In all this bounty of observation and opinion, the self-absorption disappears, and one begins to understand what she meant when she wrote, in an earlier diary, "I haven't an inner life." Her mind did not habitually turn inward, her life was a life of impressions, a continous interaction between hereself and her world. That world was, of course an enclosed one-the intellectual middle class of early 20th-century London that she herself called "Bloomsbury." The cast of characters is large, but relatively fixed: enter Lytton, enter Morgan, enter Nessa, Maynar, Lydia, Desmond, Saxon, Frankie, Carrington. About these omnipresent friends she is affectionate, but never sentimental, and frequently pleasingly bitchy. Vita Sackville-West enters her life, and Mrs. Woolf remarks that she is "not much to my severer taste-florid," moustached, parakeet coloured, with all the supple ease of the aristocracy, but not the wit of the artist"; E.M. Forster passes, and she observes that "the middle age of buggers is not to be contemplated without horror"; she meets Arnold Bennett (not strictly Bloomsbury), and fixes him with an image; "a lovable sea lion, with chocolate eyes, drooping lids, & a protruding tusk"; T.S. Eliot comes to Sunday tea, and she notices one thing-how he pronounces his French "with great care and pride."

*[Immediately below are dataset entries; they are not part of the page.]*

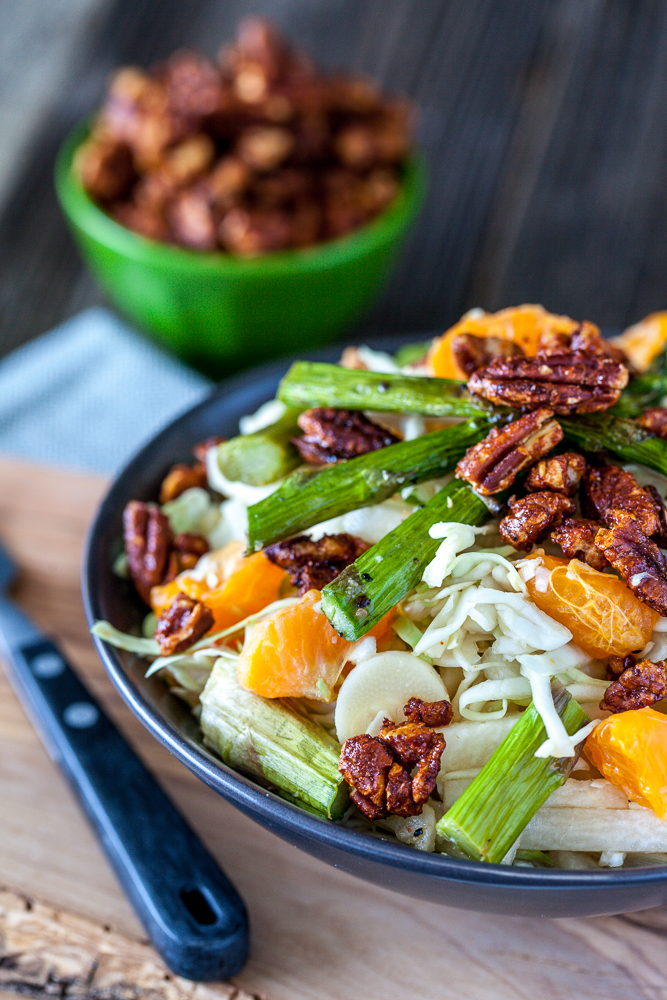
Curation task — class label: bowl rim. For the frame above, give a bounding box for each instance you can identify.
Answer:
[81,333,667,891]
[54,119,426,278]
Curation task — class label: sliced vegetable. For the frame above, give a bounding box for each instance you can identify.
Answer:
[248,418,491,552]
[208,410,301,486]
[200,659,348,819]
[238,590,389,701]
[322,478,489,641]
[437,685,589,863]
[585,708,667,819]
[526,555,660,659]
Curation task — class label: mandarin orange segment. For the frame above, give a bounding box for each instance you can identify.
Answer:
[429,305,579,381]
[585,708,667,819]
[611,312,667,372]
[526,555,660,659]
[237,590,393,701]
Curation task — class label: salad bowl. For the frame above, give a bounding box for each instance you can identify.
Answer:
[83,338,667,917]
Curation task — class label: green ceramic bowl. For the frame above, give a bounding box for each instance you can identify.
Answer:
[55,125,424,374]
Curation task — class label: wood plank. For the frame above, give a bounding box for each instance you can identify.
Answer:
[0,458,667,1000]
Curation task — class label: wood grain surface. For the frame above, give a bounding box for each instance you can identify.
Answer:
[0,458,667,1000]
[0,0,667,372]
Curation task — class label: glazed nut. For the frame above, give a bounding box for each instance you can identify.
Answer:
[155,594,213,656]
[498,492,577,552]
[292,407,398,465]
[456,409,563,495]
[468,352,628,415]
[600,657,667,713]
[526,451,587,497]
[123,500,172,604]
[264,534,370,597]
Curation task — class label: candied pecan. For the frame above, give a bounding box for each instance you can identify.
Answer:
[456,410,563,495]
[160,462,207,503]
[292,407,398,465]
[452,333,523,377]
[155,594,213,656]
[551,517,609,570]
[123,500,172,604]
[607,653,637,681]
[595,514,667,616]
[403,698,452,727]
[637,406,667,441]
[581,465,660,535]
[600,660,667,713]
[498,491,577,552]
[264,534,370,597]
[338,733,394,820]
[526,451,586,497]
[468,352,628,414]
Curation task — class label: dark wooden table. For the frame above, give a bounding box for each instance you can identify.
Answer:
[0,0,667,368]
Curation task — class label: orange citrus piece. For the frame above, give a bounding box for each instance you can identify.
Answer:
[526,555,660,659]
[237,590,393,701]
[429,305,579,381]
[585,708,667,819]
[611,312,667,372]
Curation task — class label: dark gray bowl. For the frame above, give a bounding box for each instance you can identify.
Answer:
[83,340,667,917]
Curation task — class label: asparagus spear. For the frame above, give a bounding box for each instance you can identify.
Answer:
[278,361,496,417]
[201,658,348,819]
[322,480,490,642]
[436,684,589,864]
[209,409,301,486]
[248,419,491,552]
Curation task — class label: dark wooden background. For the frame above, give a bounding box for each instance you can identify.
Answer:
[0,0,667,368]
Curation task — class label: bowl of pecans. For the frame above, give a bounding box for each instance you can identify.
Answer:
[56,20,424,371]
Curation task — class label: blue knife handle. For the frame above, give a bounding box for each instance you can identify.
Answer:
[0,604,249,982]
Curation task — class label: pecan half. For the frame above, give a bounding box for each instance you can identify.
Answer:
[264,534,370,597]
[581,465,660,535]
[637,406,667,441]
[123,500,172,604]
[526,451,587,497]
[600,660,667,713]
[292,407,398,465]
[468,352,628,414]
[456,410,563,495]
[451,333,523,377]
[403,698,452,727]
[498,491,577,552]
[155,594,213,656]
[338,698,451,820]
[551,517,609,571]
[595,514,667,616]
[160,462,207,503]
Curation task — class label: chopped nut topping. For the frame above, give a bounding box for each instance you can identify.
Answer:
[600,658,667,713]
[451,333,523,377]
[551,517,609,571]
[338,698,451,820]
[155,594,213,656]
[637,406,667,441]
[123,500,172,604]
[595,514,667,616]
[581,465,660,535]
[456,410,563,495]
[498,492,577,552]
[264,534,370,597]
[160,462,207,503]
[526,451,586,497]
[468,352,628,414]
[292,407,398,465]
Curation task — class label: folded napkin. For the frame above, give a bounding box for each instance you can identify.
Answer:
[0,308,212,473]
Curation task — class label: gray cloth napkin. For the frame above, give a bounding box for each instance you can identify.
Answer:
[0,308,212,473]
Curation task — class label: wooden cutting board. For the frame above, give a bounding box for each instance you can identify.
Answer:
[0,458,667,1000]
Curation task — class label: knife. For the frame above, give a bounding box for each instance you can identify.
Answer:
[0,545,250,982]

Even if there were no Virginia Woolf novels these diaries would earn her a secure place among the writers of her time: they constitute a social history of one place and time that has no modern parallel. Tha fact that the diarist is also a major novelist makes them interesting in another way-as the almost day-to-day record of the growth of a writer's imagination. Volume Two covers the years 1920-1924, during which Jacob's Room was published and Mrs. Dalloway written. By this time Mrs. Woolf knew how good she was, and what she might achieve. Looking back on her early novels, she saw them, quite correctly, as apprentice work, preparations for what was coming. So, when Maynard Keynes criticized Night and Day for its excessive detail, she could calmly reply: "Oh, its a dull book, I know . . . but don't you see you must put it all in before you can leave out." In Jacob's Room she had begun to "leave out," and she saw that book as her real beginning: "There's no doubt in my mind that I have found out how to begin (at 40) to say something in my own voice," she wrote, "and that interests me so that I feel I can go ahead without praise."

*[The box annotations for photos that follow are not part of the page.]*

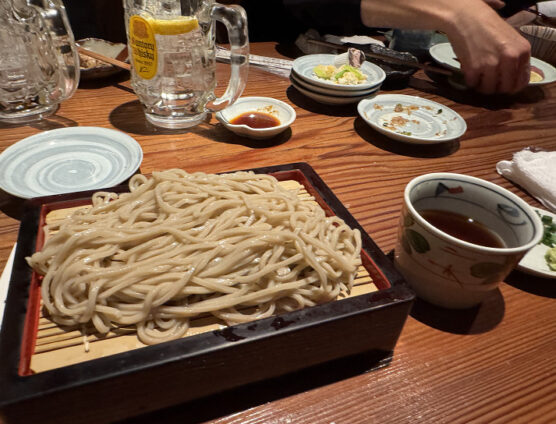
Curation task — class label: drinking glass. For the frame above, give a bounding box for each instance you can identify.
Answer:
[0,0,79,124]
[124,0,249,128]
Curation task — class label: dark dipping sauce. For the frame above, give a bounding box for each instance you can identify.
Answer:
[230,112,280,128]
[419,209,505,248]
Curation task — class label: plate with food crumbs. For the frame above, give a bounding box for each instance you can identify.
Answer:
[429,43,556,85]
[357,94,467,144]
[292,54,386,91]
[517,207,556,278]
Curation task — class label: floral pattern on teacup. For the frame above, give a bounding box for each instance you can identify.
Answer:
[400,210,512,285]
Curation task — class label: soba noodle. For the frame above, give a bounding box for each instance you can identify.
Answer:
[27,169,361,344]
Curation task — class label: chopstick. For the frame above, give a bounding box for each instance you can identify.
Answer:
[77,46,131,71]
[307,39,458,76]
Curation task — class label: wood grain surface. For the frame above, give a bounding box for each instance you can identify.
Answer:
[0,43,556,424]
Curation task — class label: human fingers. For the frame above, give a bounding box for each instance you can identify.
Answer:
[483,0,506,10]
[475,57,500,94]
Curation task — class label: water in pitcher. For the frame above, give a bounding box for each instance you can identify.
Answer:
[126,1,216,127]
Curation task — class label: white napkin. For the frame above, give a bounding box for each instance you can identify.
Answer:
[496,149,556,212]
[0,243,17,328]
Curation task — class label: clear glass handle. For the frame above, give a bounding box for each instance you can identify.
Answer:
[27,0,79,102]
[207,3,249,112]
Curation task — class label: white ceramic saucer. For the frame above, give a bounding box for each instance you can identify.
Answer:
[357,94,467,144]
[290,79,380,105]
[0,127,143,199]
[517,206,556,279]
[215,97,296,140]
[292,54,386,91]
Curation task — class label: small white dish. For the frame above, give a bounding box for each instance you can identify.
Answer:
[429,43,556,85]
[292,54,386,91]
[290,72,380,97]
[517,206,556,278]
[357,94,467,144]
[0,127,143,199]
[216,97,296,140]
[290,78,380,105]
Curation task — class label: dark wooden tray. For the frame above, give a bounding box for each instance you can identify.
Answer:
[0,163,414,423]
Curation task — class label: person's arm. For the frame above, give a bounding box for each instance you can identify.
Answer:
[361,0,531,93]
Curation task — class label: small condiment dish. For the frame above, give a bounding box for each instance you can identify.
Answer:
[216,97,295,140]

Yet even now, as she went a head into Mrs. Dalloway , her life as an artist was continually mixed with her other lives: "Compliments, clothes, building, photography," she wrote in 1922, "it is for these reasons that I cannot write Mrs. Dalloway ." Reading her life one day at a time we can see not only how it was that she could not write her novel, but how she could-how the diversity of her daily life came together to give her what she strove for: not the sense of Art, but the sense of Life. "People come must days," she writes in the final entry to this volume. "I enjoy my printing afternoons, & think it the sanest way of life-for if I were always writing, or merely recouping from writing, I should be like an inbreeding rabbit-my progeny becoming weakly albinos." Sane is the right word for her, after all: it was a precarious sanity in the life, and in the end it failed her; but it was a strong and certain sanity in the work-and in this marvelous diary.